The heating pipes click in the ceiling above us. Outside the night is heavy with clouds. It is already snowing in Lancashire and Cumbria. The detective hasn’t asked about our mother. He must already know that she died a long time ago, soon after I was born.

“When did you last speak to your father?”

“Three years ago.”

“Does he have a history of violence?”

“No,” I say, though I’m not sure that’s entirely true. “He’s also frail. Rachel was much stronger than him. Do you have to tell him about her?”

“Yes.”

They will have a hard time finding him. He stopped collecting benefits after becoming suspicious of the government. Rachel had a postcard from him a few months ago saying he was in Blackpool, which I decide not to tell the detective.

“Have you spoken to Stephen yet?” I ask.

“He was at his restaurant all day.”

The news comes as a relief, and I feel disloyal for suspecting him. He adored her.

Moretti says, “What type of vehicle does your father drive?”

“He doesn’t drive anymore,” I say, and start to explain.
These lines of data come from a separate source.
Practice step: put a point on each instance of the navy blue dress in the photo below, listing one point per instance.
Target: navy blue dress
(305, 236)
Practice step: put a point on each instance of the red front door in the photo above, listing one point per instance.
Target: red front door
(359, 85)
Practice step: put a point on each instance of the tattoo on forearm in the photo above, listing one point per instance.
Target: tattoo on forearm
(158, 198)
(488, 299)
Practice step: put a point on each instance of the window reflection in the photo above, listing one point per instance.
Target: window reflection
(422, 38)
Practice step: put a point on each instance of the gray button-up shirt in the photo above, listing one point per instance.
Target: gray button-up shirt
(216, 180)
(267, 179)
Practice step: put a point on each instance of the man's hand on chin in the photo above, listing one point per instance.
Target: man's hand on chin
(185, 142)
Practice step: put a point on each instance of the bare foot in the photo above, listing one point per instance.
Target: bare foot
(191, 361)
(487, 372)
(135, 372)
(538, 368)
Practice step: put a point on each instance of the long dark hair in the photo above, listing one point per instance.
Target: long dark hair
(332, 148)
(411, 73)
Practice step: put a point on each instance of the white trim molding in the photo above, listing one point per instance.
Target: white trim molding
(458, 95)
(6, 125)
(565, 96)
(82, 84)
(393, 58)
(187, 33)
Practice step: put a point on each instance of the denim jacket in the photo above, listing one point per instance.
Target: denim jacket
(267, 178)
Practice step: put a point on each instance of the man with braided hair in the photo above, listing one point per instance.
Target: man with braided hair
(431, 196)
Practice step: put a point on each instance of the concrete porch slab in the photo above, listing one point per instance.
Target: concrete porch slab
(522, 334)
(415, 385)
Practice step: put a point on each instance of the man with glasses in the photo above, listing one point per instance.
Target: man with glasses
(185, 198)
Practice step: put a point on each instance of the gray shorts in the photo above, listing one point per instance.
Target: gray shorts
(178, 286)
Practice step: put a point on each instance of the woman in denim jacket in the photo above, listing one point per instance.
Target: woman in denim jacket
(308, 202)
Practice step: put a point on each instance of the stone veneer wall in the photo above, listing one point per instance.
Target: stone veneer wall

He’s an alcoholic, though the word has always sounded too polished to describe him. Moretti must already know some of this. He has a record. Disorderly behavior, trespassing, burglary.

A constable knocks on the door, and Moretti excuses himself. I look into the incident room. One of the detectives is eating chips from a packet of foil and paper, and the air smells of vinegar.

I wish Fenno were with me, sitting on his haunches beside my chair. I want to rest my hand on his soft head. I gave him a bath on my last visit, cupping my hand over his eyes while rinsing the soap from his fur. When I wrapped him in a towel he leaned against me, and we stayed like that for a long time, the warm damp soaking through my shirt.

When Moretti returns, he says, “What we need from you now is an account of anything unusual in Rachel’s routine. It could be as small as a change in her route to work. Any new friends, a new activity.”

“I don’t know. She talked about joining a gym in Oxford so she could swim in the winter, but she hadn’t yet.”

“Anything else? Any changes at the hospital?”

“No.”

“Did she enjoy her work?”

“Yes, mostly.” She had a difficult time early in her career, when she was studying to become a nurse practitioner while already working as a registered nurse. She told me that she would bicycle home hoping someone would hit her so she could lie down. “She said it was demanding, but it satisfied her.”

Moretti studies me, and I wonder if I am trying his patience. Soon our interview will end, and I will have to leave. I can’t imagine what I will do next.